The S&P GSCI Energy Total Return gained 8.1% in July, the most for a July in 13 years, led by petroleum that was up 9.2%. Finally the fundamentals may be showing the oil market is starting to rebalance with the rest of the commodities. The S&P GSCI Total Return had its best month this year, gaining 4.6%. lessening its year-to-date loss to -6.1%, while the Dow Jones Commodity Index gained 3.5% for a year-to-date loss of -2.1%.
Three of five sectors were positive that included both industrial metals and precious metals along with best performer, energy. Also two-thirds or 16 of 24 commodities were positive for the month, the most since Sep. 2016, led by unleaded gasoline that was up 12.4%, its best month since Apr. 2015 and hottest July since 2005. Other top performers were heating oil, gasoil and coffee, with total returns up 12.2%, 11.8% and 10.9%, respectively. The biggest losing single was the S&P GSCI Kansas Wheat with a total return of -10.3% for July, its worst month in 2 years since July 2015.
Given Brent and WTI crude oil together have just over 40% weight in the S&P GSCI, they contributed heavily, 3.4%, to the 4.6% gain in July. Although according to the International Energy Agency (IEA,) OPEC compliance fell to just 78% in June, they are hoping to improve compliance by capping Nigerian production. However, the cuts may be already be impacting the market as about 1 million barrels per day have been removed in addition to further cuts from non-OPEC countries.
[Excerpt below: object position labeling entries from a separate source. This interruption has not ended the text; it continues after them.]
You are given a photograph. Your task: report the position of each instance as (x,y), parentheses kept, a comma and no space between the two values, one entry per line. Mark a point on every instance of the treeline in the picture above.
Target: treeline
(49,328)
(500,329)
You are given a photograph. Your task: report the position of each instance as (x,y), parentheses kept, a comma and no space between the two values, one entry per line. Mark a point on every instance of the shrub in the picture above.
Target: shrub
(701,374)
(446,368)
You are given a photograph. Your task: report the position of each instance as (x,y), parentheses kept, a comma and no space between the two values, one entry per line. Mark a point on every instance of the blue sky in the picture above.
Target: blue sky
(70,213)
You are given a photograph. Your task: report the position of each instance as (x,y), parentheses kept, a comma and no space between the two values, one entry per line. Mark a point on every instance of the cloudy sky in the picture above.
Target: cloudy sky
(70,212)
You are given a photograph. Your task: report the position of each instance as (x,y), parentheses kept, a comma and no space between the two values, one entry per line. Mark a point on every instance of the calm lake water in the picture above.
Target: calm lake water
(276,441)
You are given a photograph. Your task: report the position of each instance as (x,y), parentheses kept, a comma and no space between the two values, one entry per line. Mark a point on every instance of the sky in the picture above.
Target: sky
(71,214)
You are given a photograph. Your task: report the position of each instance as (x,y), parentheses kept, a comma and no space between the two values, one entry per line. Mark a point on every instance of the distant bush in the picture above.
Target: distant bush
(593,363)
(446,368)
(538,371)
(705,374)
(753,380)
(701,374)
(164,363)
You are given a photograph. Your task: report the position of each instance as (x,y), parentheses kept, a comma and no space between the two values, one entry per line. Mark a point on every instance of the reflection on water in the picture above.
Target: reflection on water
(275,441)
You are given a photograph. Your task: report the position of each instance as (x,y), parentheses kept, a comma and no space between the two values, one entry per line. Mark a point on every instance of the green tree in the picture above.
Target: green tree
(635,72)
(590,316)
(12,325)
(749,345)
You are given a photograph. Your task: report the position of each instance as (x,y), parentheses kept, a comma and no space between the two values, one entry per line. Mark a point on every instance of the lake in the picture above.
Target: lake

Also, a key factor in the oil price rebound is U.S. production may be starting to slow as companies reach drilling capacity and fear the risk of another drop in oil prices. This may happen just as Saudi Arabia cuts oil exports to the U.S., potentially accelerating the inventory reduction.
One possibly bullish sign is the S&P GSCI Enhanced Crude Oil signaled it is time to hold the near contract rather than the later dated one. Today the enhanced index will start its five day rolling period to roll out of the Dec. 2018 contract and into the Oct. 2017 contract. This is the first time the index will hold the near contract since Nov 2014. The rule in the methodology that determines the contract says, “it will hold the near contract if the contango is not more than 0.50%.”
In July, the roll return, as measured by the excess return less the spot return, was -0.45% for crude oil. The negative roll return still reflects contango, a losing condition where near contracts are cheaper than later dated ones, mainly resulting from excess inventories with high storage costs. While the contango is still present, it is the least since Dec 2014, when the crude oil roll return measured -0.23%. The S&P GSCI Crude Oil Spot Return year-to date through July was -6.6%, but the total rolling loss (year-to-date through July) subtracted an additional 5.6% from index positions in the most liquid nearby contracts, dropping the S&P GSCI Crude Oil Excess Return to -12.2% in 2017. This is far less than the negative impact in the first seven months of 2015 and 2016 when the roll costs were -12.7% and -20.8%.